Posłanka Lewicy Agnieszka Dziemianowicz-Bąk zarzuciła w środę szefowi MEiN Przemysławowi Czarnkowi, że dopuścił się "szczucia i obrażania" obywateli realizujących swe prawo do zgromadzeń uczestnicząc w Paradzie Równości. Polacy widzą waszą narrację pełną chamstwa i kłamstwa - odpowiedział Czarnek.

Dziemianowicz-Bąk złożyła w środę w Sejmie wniosek formalny o przerwę i zwołanie Konwentu Seniorów oraz o włączenie do porządku obrad informacji i wyjaśnień ministra edukacji i nauki.

Posłanka Lewicy domagała się od Czarnka "po pierwsze wyjaśnień, dlaczego po raz kolejny w dniu dzisiejszym minister edukacji dopuścił się szczucia i obrażania obywateli legalnie realizujących swoje konstytucyjne prawo do zgromadzeń". - Dlaczego nazwał osoby uczestniczące w sobotniej Paradzie Równości osobami nienormalnymi. Dlaczego minister edukacji szczuje także na uczniów LGBT+, którzy również uczestniczyli w tej paradzie - mówiła.

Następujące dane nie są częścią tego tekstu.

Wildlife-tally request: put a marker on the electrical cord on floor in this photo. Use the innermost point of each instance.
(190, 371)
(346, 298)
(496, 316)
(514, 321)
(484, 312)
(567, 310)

Dalsza część artykułu pod materiałem wideo.

Dalszy ciąg materiału pod wideo

Oświadczyła, że wyjaśnień wymagają też informacje, że szef MEiN "próbuje podporządkować sobie w sposób radykalny i totalny całe funkcjonowanie każdej szkoły". - Groźby więzienia dla dyrektorów, zamiana kuratorów oświaty w prokuratorów oświaty - dodała.

Czarnek odpowiada. "Jeśli pani nie rozumie języka polskiego, to jest pani problem (...)"

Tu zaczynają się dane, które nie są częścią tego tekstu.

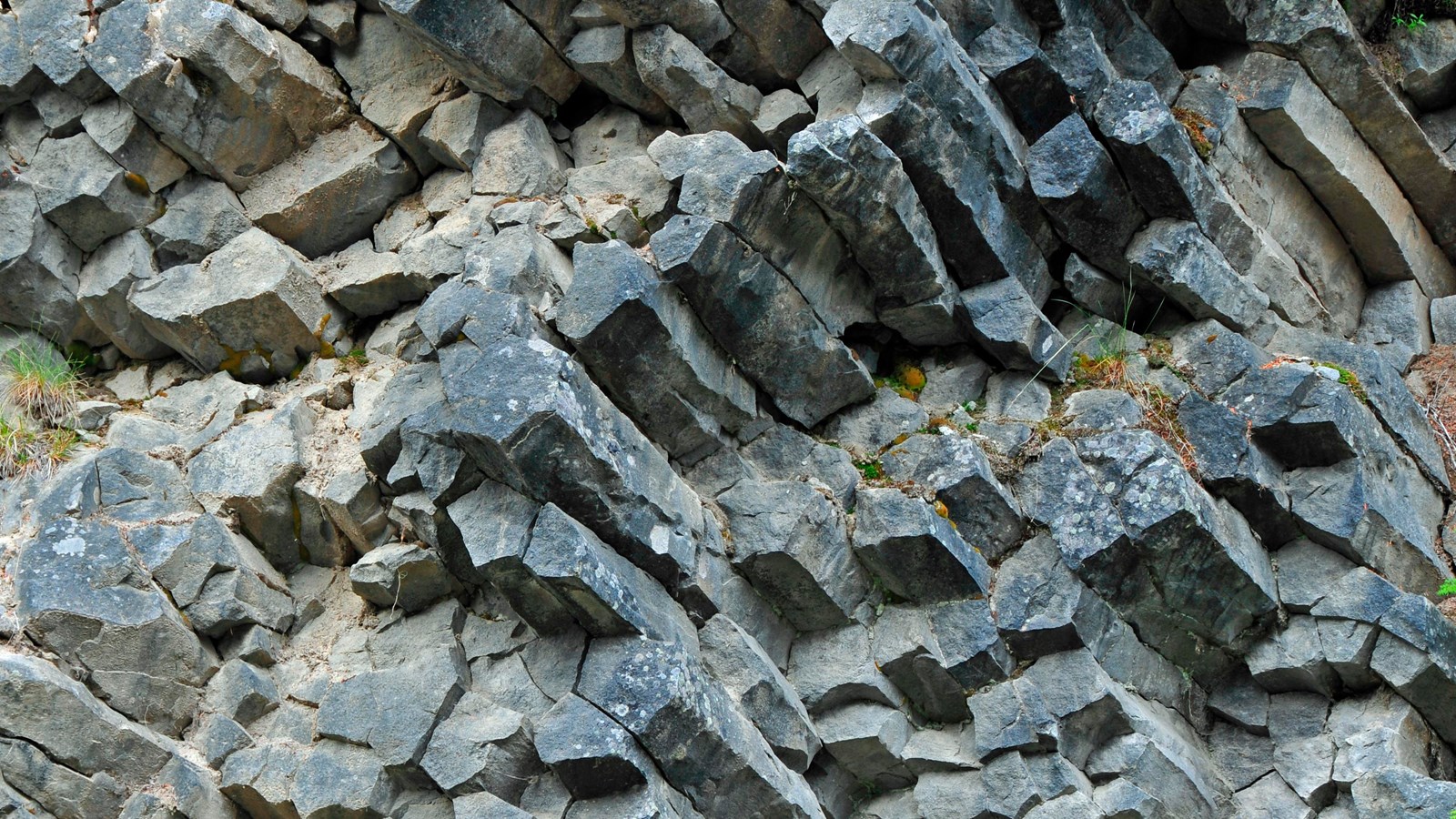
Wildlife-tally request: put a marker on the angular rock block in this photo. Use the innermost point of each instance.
(979, 237)
(837, 164)
(251, 472)
(756, 319)
(395, 82)
(1006, 322)
(1085, 197)
(482, 745)
(762, 691)
(1332, 53)
(494, 48)
(124, 636)
(666, 698)
(521, 159)
(106, 285)
(790, 541)
(43, 264)
(652, 354)
(749, 191)
(157, 57)
(834, 666)
(400, 574)
(216, 577)
(907, 651)
(201, 216)
(116, 128)
(703, 94)
(1302, 128)
(906, 41)
(603, 56)
(866, 739)
(225, 315)
(1024, 76)
(915, 551)
(561, 440)
(608, 595)
(332, 193)
(86, 194)
(956, 468)
(1177, 258)
(590, 753)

Do słów posłanki Lewicy odniósł się szef MEiN. - Znakomicie, że się spotykamy wszyscy, wracamy do normalności, ale do normalności nie wraca Lewica i pani poseł. Pani poseł, ja mam wniosek formalny, by pani raz jeszcze wysłuchała mojej wypowiedzi i przestała kłamać bezczelnie - oświadczył.

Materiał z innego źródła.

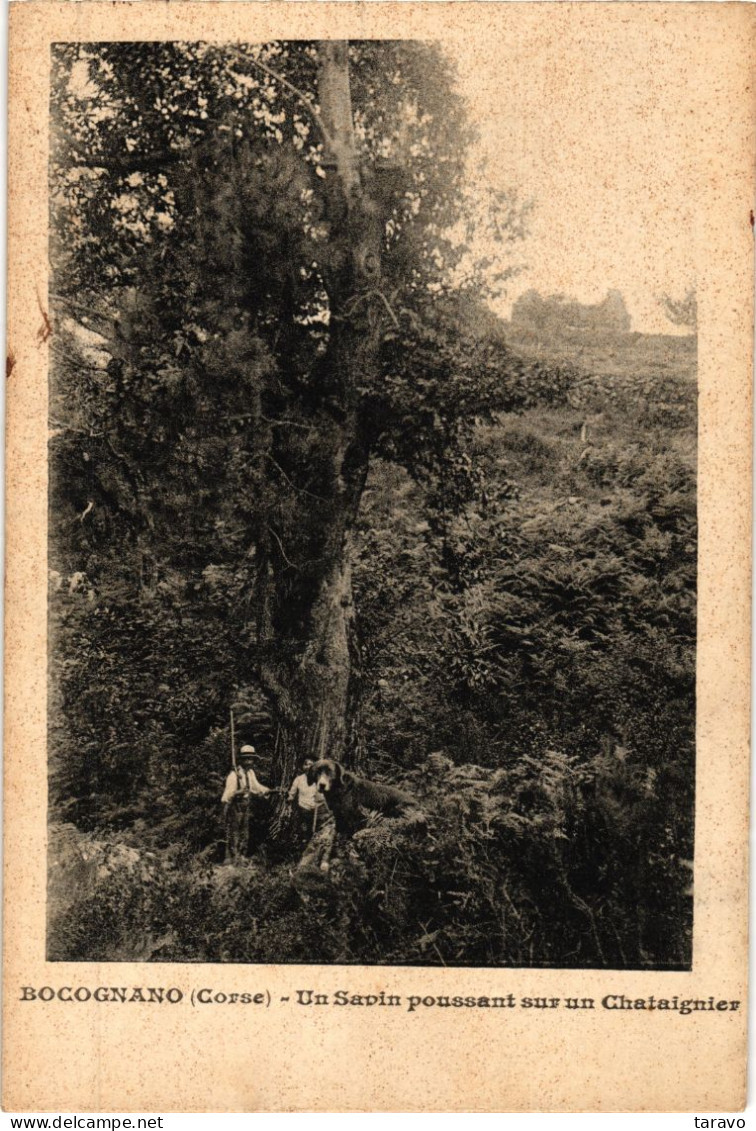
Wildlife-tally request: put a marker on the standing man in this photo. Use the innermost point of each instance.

- Polacy widzą waszą narrację pełną chamstwa, kłamstwa, fałszowania rzeczywistości. Jeśli pani nie rozumie języka polskiego, to jest pani problem, ale nie mój i ja pani nie będę wyjaśniał słów w języku polskim - powiedział.

Dziemianowicz-Bąk, zwracając się ponownie do Czarnka powiedziała: - Panie ministrze, powiedział pan słowa następujące: "Przecież wszyscy Polacy widzą, co się dzieje na ulicach i na czym polega tolerancja. Przecież to, co się tam działo, nie ma nic wspólnego z tolerancją i równością. Polacy widzą, kto jest normalny, a kto nie".

- Nie jest pana prawem, kompetencją odmawianie uczniom, młodzieży nauczycielom i żadnej mniejszości prawa do korzystania z konstytucyjnego prawa do gromadzenia się i wyrażania własnych poglądów. (...) Jedyny język, jak pan zna, to język nienawiści, szczucia, język, który prowadzi do tego, że uczniowie - na których straży powinien pan stać - popełniają samobójstwa, dokonują samookaleczeń i krzywdzą sami siebie - kontynuowała.

Przed siedzibą resortu edukacji i nauki w poniedziałek po południu odbył się protest. Przeciwnicy reform planowanych przez Przemysława Czarnka żądali "szkoły bezpiecznej i akceptującej wszystkie uczennice i uczniów". Demonstracja odbyła się pod hasłem: hasłem: "Czarnek, idź precz!" - informował tvn24.pl.